UK dried fruit importers have seen a slight upturn in business over the past few days as major buyers start to look at their requirements for dried tree and vine fruits for the coming year.
The main change of late has been the further weakening in the value of sterling against the US dollar, caused by continuing Brexit uncertainty and the recent announcement of the resignation of UK prime minister Theresa May. The UK has also seen an increase in the headline rate of inflation, caused by higher energy prices which could in theory trigger a future increase in interest rates. The value of sterling is an important part of the cost of any major commodity imported into the UK and dried fruits are no exception.
The good news is that the Mediterranean continues to enjoy favourable weather conditions and new season dried fruit crops in both Turkey and Greece are reported to be progressing well. Turkey has seen a significant increase in exports of dried vine fruits to China, with the local Aegean Exporters Association reporting sales of USD4.0 million between September 2018 and May 2019. On a value basis, this is a 120% rise. The UK, however, continues to rank as the number one destination for Turkish sultanas and raisins, with exports for the same period reaching a massive USD102 million. It is to be hoped, therefore, that Turkey will assist the UK with promotional activities over the coming year as well as looking for new markets elsewhere.
Prices of Turkish sultanas have eased back slightly with specially cleaned standard No. 9 sultanas of the 2018 crop, available between USD2,150-2,250 per tonne fob Izmir. Speculative offers of new crop are considerably less expensive at between USD1,950-2,000/tonne. First new season shipments will, however, not take place until the end of August or early September.
Unsold stocks of Greek currants are now very limited with prices unchanged (where offers can be found) at between EUR3,000-3,100 per tonne (USD3,350-3,460/tonne) fob Piraeus for good quality provincial fruit. This is a very high price and reflects the global shortage of currants.
Reports suggest that this year’s crop in Greece is progressing well and with fine weather may exceed 20,000 tonnes. This will be good news for the industry, but there is still some time to go before the harvest takes place in early September.
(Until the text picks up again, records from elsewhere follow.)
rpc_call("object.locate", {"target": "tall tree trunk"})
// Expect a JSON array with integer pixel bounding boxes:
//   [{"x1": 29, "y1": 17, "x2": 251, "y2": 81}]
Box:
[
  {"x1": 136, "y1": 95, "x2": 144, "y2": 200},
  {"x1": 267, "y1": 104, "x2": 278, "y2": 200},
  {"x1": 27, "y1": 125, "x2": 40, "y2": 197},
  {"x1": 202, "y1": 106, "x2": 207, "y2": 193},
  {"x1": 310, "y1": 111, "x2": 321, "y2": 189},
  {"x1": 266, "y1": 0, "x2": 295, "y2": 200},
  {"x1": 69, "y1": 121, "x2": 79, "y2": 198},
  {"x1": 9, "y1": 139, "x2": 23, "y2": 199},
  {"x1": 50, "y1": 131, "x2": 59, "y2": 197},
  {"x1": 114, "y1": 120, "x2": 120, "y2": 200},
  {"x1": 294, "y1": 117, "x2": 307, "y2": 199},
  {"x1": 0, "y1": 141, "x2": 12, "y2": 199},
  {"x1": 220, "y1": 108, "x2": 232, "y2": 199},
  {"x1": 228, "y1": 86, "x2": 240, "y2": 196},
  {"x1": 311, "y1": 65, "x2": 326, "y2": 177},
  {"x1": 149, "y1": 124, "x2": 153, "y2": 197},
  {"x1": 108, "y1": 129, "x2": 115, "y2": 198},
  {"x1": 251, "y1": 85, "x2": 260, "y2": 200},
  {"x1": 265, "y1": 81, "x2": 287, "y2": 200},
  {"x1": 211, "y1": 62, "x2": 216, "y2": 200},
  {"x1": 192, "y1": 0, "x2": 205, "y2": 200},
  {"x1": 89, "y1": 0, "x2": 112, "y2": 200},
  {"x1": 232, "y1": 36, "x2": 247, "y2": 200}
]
South African dried vine fruits remain a buying opportunity with choice grade Thompson seedless raisins quoted at USD2,550-2,650/tonne cif UK, depending on the seller. Unsold stocks of choice Orange River sultanas and Choice Golden raisins are limited with Goldens quoted between USD3,300-3,400 /tonne.
The Turkish fig crop is reported to be progressing well with the fig trees in the lower growing areas showing growth of around 9-10 cm per branch over the last month. The growth for the trees in the more mountainous areas is slower, with branch development between 6-5 cm per branch. Early reports suggest that this year’s harvest will be little later than anticipated, so first shipments may not take place until the end of September. Local demand remains high during the Ramadan period so unsold stocks of good quality fig suitable for exports are now very limited.